Biomechanics of the Posterior Lumbar Articulating Elements

Hassan A. Serhan, Ph.D.1; Gus Varnavas, M.D.2; Andrew P. Dooris, Ph.D.1; Avinash Patwardhan, Ph.D.3; Michael Tzermiadianos, M.D.3

Disclosures

Neurosurg Focus. 2007;22(1) 

In This Article

Summary and Introduction

The clinical success of lumbar spinal fusion varies considerably, depending on techniques and indications. Although spinal fusion generally helps to eliminate certain types of pain, it may also decrease function by limiting patient mobility. Furthermore, spinal fusion may increase stresses on adjacent nonfused motion segments, accelerating the natural degeneration process at adjacent discs. Additionally, pseudarthrosis, that is, incomplete or ineffective fusion, may result in an absence of pain relief. Finally, the recuperation time after a fusion procedure can be lengthy.
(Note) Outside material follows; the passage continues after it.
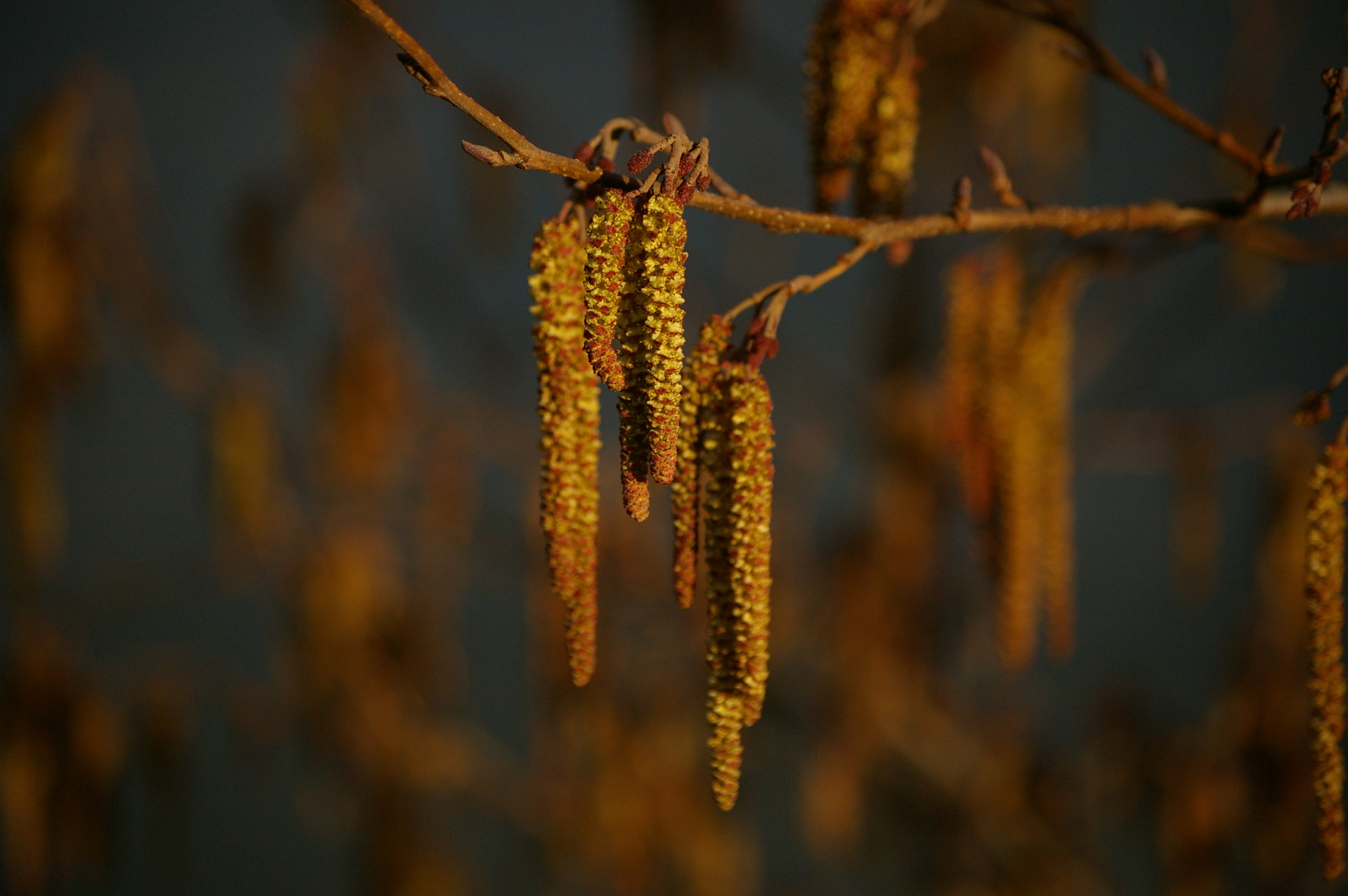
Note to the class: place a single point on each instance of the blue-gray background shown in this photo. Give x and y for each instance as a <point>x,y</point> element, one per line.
<point>212,80</point>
The era of disc replacement is in its third decade, and this procedure has demonstrated promise in relieving back pain through preservation of motion. Total joint replacement with facet arthroplasty of the lumbar spine is a new concept in the field of spinal surgery. The devices used are intended to replace either the entire functional spinal unit (FSU) or just the facets. These devices provide dynamic stabilization for the functional spinal segment as an adjunct to disc replacement or laminectomy and facetectomy performed for neural decompression. The major role of facet replacement is to augment the instabilities created by the surgical decompression or to address chronic instability. Additionally, facet joint replacement devices can be used to replace the painful facet joints, restore stability, and/or to salvage a failed disc or nucleus prosthesis without losing motion.
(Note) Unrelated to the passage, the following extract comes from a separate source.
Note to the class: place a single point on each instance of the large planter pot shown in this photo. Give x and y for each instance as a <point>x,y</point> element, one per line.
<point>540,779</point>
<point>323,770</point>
In this paper the authors review and discuss the role of the lumbar facet joints as part of the three-joint complex and discuss their role in intersegmental motion load transfer and multidirectional flexibility in a lumbar FSU.
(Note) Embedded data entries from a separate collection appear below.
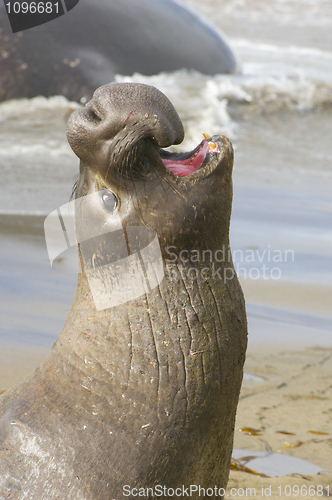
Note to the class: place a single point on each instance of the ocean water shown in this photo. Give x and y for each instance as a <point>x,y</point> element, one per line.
<point>277,110</point>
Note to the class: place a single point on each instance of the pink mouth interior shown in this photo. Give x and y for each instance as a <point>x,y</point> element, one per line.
<point>182,168</point>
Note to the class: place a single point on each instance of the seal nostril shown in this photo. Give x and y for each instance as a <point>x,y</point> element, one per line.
<point>94,115</point>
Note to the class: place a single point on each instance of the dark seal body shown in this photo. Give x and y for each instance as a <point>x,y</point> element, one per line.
<point>145,393</point>
<point>85,48</point>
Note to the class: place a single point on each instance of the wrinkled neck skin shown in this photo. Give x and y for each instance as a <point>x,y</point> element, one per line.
<point>164,370</point>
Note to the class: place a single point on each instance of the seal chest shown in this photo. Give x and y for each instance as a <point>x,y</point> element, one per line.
<point>141,387</point>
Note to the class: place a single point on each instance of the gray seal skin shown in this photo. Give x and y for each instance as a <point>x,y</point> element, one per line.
<point>144,393</point>
<point>86,47</point>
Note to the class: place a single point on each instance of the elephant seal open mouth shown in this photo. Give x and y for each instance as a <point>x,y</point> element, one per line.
<point>142,394</point>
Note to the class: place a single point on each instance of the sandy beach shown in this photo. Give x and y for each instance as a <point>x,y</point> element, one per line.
<point>288,411</point>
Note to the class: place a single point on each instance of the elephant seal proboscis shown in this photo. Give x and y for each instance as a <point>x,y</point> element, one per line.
<point>85,48</point>
<point>141,394</point>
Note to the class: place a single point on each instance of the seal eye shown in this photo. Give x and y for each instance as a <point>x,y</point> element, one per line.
<point>109,200</point>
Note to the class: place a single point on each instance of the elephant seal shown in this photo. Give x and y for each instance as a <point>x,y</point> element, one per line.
<point>85,48</point>
<point>142,394</point>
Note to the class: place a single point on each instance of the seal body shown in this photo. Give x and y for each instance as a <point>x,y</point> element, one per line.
<point>142,394</point>
<point>85,48</point>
Fusion has been applied to many types of human joints for various pathological conditions, the primary rationale being relief from pain, although correction of deformity and restoration of normal force transmission may also be motivating factors.[20] In contrast with other joints, a spinal segment may be surgically treated for many reasons, including some that directly involve the posterior osseous elements, such as degenerative spondylolisthesis, osteoarthritis, ankylosing spondylolysis, or traumatic injury. Damaged posterior elements may result in misalignment, failure to articulate, or a general inability to support axial, torsional, or shear forces. Loads on the facet joints of the lumbar spine may play a major role in low-back pain, which may limit mobility and function.[3,15,28] Damaged posterior elements may also cause hypermobility or disfigurement.

Currently there is no optimum intervention procedure for facet joint disorders. Facetectomy may provide relief, but the resultant instability generally requires spinal fusion. This type of operation, however, may cause in creased stress and hypermobility at the adjacent motion segments over a 5- to 10-year period after surgery.[16,19,20] As an alternative to fusion, initial attempts have focused on restoring the functional properties of the spinal segment through the use of artificial discs, but these devices alone do not fully address the mechanics of motion in the spinal column.[2,8,17,22,27]

Basic understanding of prosthetic spinal joint replacement is primarily derived from experiences with joint arthroplasty dating back to the early 1960s, when Sir J. Charnley developed the first low-friction total hip replacement.[7] Total joint replacement has revolutionized the treatment of limb arthritis, and it has been proposed that spine surgeons use the same principles in the treatment of facet disorders by replicating, to some degree, the function of the posterior elements with implantable devices.